Taehyung tersenyum mengingat masa lalunya. "Sejak saat itu, ayah tak pernah membandingkanku dengan Seokjin hyung dan Namjoon hyung. Sejak saat itu pula, aku menaruh hati pada Yoona noona, yang telah banyak membantuku."
"Hah~ mungkin saat itu aku terlalu tamak hingga Tuhan menghukumku," keluh Taehyung lirih. "Aku yang masih merasa kurang pengakuan dari ayah, mendaftarkan diri untuk mengikuti audisi trainee di salah satu agensi, tanpa seizin ayahku. Beruntungnya aku lolos audisi."
"Sayangnya, alih-alih memberiku pelukan hangat saat aku memberi kabar itu, Ayah malah berang dan tidak menyetujui keputusanku. Ayah memintaku untuk fokus pada pendidikan dan menjadikan musik hanya sebagai hobi saja, tapi aku tidak mau dan hubungan kami kembali merenggang."
"Aku melanjutkan tekadku untuk menjadi trainee di agensi itu, dengan dukungan Seokjin hyung dan Namjoon hyung. Mungkin mereka kasihan padaku yang tampak sangat mencintai musik."
"Aku tak pernah menampakkan kesulitanku membagi waktu antara sekolah dan latihan, karena aku yakin suatu saat aku bisa debut menjadi idol dan membuat bangga Ayahku. Sayangnya, hingga saat ini, hal itu tak pernah terwujud."
Taehyung melirik Jihyun yang sudah terlelap entah sejak kapan. Tersenyum sekilas, pemuda itu kemudian mengangkat Jihyun menuju kamar, takut gadis itu jatuh dan berbicara tak jelas pada sofa lagi.
Dibaringkannya Jihyun perlahan di atas ranjang.

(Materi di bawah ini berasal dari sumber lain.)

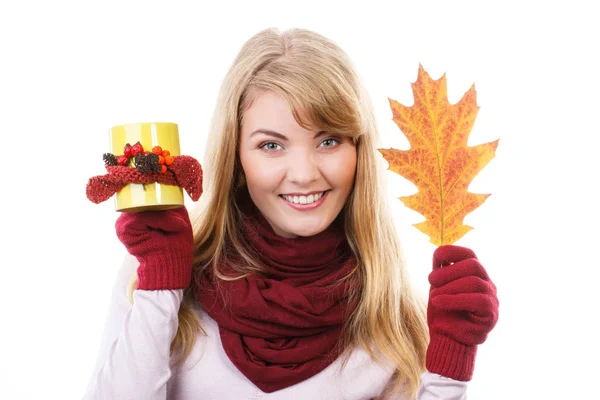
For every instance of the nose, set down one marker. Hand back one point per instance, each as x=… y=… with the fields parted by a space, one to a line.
x=303 y=168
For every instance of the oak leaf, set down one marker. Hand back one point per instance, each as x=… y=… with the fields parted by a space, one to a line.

Gadis itu masih bergumam tentang Miyoung yang menjambak rambutnya, sementara Taehyung hanya mengiyakan tak jelas.
"Jangan pergi, Taehyung-ssi." Jihyun tiba-tiba menarik tangannya saat Taehyung akan tidur di sofa ruang tengah karena matanya sudah terlampau berat.
"Jangan pergi. Miyoung akan menggangguku lagi jika kau pergi."
Mata yang sudah terlalu mengantuk, membuat Taehyung mengiakan keinginan orang mabuk. Setengah sadar dia berbaring di sisi Jihyun yang malah terbangun dan terkikik lagi. Entah apa kali ini yang dipikirkan gadis itu. Mata Taehyung sudah terlalu berat untuk menaggapi racauanya.